Can We Finally Bury The "Learning Styles" Myth?

Gardner himself has said it:
Multiple Intelligences Are Not Learning Styles, he wrote last year.
Perhaps it makes teachers feel that everyone can learn…which we know they can… but it also creates an easy fix for students who struggle. There really aren’t easy fixes. Students, whether they struggle or not, need a multi-modal approach.
Gardner wants teachers to individualize instruction as much as possible and “teach important materials in several ways, not just one (e.g. through stories, works of art, diagrams, role play).” However, he asks teachers to stop using “styles,” because “it will confuse others and it won’t help either you or your students.”

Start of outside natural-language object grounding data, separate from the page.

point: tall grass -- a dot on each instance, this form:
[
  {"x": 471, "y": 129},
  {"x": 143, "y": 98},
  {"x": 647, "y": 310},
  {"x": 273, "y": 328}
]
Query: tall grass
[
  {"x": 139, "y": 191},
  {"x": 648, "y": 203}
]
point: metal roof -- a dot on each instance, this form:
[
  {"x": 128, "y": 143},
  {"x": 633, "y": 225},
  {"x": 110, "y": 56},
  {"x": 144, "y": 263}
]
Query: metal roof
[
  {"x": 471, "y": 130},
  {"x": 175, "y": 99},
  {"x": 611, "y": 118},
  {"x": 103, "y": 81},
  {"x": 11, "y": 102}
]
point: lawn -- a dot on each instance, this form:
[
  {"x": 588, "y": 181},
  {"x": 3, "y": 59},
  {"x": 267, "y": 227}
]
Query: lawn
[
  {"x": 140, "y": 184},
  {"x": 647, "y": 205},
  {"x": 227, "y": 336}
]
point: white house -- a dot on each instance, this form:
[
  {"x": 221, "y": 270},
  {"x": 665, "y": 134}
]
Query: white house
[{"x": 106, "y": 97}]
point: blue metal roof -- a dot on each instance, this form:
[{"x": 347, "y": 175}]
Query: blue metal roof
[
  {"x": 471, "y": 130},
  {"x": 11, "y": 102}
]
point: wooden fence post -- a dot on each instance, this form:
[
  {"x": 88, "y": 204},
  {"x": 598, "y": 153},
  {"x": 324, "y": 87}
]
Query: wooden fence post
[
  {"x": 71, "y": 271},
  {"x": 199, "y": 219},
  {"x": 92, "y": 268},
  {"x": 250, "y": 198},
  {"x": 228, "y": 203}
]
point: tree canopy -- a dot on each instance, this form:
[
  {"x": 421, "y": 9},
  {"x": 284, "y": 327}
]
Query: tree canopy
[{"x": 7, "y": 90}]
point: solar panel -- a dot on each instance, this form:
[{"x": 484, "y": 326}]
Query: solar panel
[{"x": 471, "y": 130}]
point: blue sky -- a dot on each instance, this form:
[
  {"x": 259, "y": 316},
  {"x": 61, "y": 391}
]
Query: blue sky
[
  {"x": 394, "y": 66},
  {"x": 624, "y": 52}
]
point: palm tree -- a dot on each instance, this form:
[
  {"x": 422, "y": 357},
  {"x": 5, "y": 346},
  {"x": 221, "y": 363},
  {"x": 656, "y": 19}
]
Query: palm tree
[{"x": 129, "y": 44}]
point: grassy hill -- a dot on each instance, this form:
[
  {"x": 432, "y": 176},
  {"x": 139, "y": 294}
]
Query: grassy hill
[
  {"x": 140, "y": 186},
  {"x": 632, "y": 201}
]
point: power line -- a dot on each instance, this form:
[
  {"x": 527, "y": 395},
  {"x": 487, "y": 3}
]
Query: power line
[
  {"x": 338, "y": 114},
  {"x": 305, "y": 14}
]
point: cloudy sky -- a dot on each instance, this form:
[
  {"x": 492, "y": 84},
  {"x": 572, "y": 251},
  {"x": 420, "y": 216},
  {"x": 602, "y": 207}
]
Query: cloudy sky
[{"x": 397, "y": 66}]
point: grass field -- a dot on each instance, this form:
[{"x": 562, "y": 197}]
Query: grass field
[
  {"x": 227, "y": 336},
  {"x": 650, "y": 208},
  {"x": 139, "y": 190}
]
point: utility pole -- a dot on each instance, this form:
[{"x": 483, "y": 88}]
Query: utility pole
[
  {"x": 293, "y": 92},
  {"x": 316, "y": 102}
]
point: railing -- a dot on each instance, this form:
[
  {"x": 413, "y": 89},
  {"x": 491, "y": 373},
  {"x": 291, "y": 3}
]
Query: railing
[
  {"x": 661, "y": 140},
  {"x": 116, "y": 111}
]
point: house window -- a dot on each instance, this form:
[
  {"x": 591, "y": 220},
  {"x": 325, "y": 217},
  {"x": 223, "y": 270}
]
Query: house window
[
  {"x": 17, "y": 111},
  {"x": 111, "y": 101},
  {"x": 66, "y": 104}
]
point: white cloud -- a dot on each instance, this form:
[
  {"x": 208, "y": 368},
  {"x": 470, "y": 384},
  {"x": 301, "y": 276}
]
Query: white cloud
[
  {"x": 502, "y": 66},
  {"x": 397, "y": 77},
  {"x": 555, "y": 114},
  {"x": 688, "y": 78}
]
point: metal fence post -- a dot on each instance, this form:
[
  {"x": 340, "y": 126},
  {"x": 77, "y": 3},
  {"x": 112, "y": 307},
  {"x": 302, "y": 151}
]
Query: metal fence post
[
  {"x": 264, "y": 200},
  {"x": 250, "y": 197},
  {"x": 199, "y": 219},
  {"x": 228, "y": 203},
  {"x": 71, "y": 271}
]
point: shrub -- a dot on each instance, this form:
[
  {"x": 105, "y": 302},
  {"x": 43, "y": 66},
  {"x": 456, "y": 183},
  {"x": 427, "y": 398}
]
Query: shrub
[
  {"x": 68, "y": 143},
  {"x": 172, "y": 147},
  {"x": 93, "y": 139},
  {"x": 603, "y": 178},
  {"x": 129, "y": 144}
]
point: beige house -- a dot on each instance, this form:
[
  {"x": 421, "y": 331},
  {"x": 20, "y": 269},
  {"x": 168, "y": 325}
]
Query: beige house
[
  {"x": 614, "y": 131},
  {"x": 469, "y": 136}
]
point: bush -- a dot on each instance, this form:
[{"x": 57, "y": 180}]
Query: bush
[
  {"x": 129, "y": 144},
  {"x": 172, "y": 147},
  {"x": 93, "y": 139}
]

allen (in Michigan) said...

I think "myth" is the right word.

Certainly Gardener's Multiple Intelligences isn't a theory. That would require that an experiment be performed which verifies Gardener's Multiple Intelligences hypothesis or that a prediction be made based on Gardener's Multiple Intelligences hypothesis and that subsequent observations verify the hypothesis.

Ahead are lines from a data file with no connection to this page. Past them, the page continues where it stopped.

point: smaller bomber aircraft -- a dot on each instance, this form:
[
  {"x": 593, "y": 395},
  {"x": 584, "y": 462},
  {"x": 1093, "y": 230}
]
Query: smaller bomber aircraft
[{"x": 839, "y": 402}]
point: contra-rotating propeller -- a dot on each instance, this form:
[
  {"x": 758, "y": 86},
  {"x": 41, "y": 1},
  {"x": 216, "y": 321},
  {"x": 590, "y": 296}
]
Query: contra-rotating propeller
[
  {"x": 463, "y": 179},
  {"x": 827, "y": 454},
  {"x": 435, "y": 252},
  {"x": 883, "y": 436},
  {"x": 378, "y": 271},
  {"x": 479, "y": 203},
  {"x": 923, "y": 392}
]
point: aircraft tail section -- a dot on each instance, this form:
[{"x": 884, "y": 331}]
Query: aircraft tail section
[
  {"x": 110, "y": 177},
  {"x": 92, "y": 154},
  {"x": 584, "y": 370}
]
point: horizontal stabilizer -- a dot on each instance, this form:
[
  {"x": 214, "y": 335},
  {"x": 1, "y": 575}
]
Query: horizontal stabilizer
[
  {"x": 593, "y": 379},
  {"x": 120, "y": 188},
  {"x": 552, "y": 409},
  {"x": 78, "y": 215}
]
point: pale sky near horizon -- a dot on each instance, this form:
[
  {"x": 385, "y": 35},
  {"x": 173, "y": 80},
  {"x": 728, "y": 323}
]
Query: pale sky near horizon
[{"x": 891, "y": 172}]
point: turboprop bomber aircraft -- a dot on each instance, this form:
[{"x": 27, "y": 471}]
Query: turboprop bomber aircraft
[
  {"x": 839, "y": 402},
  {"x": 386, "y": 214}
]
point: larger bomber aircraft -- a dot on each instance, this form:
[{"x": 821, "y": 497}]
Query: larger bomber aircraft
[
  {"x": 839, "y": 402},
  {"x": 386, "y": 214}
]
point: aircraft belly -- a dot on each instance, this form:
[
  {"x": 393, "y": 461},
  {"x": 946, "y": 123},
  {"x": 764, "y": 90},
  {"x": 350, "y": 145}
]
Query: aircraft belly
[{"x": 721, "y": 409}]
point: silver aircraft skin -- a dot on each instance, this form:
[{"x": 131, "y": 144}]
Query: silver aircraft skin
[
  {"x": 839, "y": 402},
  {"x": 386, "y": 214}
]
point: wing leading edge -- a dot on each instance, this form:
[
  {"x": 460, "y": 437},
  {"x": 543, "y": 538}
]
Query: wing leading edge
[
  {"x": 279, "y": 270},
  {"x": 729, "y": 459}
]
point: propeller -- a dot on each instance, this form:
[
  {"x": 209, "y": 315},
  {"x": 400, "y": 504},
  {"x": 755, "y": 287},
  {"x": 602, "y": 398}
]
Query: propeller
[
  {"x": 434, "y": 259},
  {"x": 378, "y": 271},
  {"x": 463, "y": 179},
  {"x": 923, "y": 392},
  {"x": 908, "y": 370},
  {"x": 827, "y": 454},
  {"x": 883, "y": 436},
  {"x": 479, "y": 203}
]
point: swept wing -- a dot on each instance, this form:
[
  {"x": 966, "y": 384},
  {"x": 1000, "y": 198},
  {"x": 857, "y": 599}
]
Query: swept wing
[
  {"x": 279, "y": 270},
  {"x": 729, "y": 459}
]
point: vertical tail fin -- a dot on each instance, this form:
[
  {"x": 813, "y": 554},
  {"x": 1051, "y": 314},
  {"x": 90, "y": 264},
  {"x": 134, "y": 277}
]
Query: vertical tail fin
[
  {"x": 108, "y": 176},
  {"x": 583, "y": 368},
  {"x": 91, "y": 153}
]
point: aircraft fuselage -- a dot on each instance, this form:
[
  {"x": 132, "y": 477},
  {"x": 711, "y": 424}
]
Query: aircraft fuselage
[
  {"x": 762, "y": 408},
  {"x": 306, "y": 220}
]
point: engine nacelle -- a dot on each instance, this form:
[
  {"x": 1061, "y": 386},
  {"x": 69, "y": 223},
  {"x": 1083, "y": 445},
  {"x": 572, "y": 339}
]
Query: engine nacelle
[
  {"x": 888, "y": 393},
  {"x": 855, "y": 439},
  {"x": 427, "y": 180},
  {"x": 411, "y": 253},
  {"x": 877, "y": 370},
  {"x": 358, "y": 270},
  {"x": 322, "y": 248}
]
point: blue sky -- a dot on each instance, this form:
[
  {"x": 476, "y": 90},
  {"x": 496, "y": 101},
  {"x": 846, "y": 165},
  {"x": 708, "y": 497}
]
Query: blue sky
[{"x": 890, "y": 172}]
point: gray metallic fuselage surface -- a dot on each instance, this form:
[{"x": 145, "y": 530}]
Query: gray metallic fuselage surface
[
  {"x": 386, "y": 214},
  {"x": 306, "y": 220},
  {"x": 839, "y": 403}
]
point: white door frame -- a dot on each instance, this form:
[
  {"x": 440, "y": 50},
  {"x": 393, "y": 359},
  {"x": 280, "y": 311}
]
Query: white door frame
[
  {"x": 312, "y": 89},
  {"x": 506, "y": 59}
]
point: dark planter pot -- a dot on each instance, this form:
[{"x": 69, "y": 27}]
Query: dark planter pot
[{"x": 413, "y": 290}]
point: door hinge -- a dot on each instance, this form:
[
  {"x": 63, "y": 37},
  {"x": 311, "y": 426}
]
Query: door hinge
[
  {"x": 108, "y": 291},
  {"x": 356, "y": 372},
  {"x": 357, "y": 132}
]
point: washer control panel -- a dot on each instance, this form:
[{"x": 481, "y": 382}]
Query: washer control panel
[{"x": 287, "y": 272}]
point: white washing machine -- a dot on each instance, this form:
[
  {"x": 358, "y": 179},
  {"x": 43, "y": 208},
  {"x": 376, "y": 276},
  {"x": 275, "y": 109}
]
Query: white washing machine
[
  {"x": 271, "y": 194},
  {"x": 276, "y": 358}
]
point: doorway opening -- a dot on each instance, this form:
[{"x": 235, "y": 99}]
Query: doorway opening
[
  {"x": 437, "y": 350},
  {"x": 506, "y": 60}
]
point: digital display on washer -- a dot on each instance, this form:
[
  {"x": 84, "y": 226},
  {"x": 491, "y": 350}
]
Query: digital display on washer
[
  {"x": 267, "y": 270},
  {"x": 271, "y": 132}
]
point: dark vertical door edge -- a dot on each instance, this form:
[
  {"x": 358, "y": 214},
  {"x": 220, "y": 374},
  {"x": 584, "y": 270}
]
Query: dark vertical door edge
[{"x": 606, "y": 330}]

But that's old, fuddy-duddy thinking. The sort of thing to which chemists and physicists are addicted. In the world of the ed school it's catching the fickle fancy of the public education community that determines validity.

Or rather, popularity. Validity's such a constraining word. Like "accountability".

maxutils said...

I'm not sure it's a question of 'intelligences,' but rather how the student reacts to the teacher. Teaching using different styles is probably a good idea ... but if the teacher is uncomfortable with the style, it won't work. It will seem unnatural and weird. On the other hand, that's why I believe that students should have some say in whom they get to have teach them, particularly in high school. At mine? we had a sign up day, and you got to pick your teachers in order of class level ... you had to prioritize, because if the classes filled up, you didn't get in. A teacher who is great for one student may be horrible for another. Doesn't necessarily mean the teacher is bad. When I took Precalc the first time, I absolutely understood nothing ... but the guy who taught me the second time made everything click. And it was absolutely due to different teaching styles.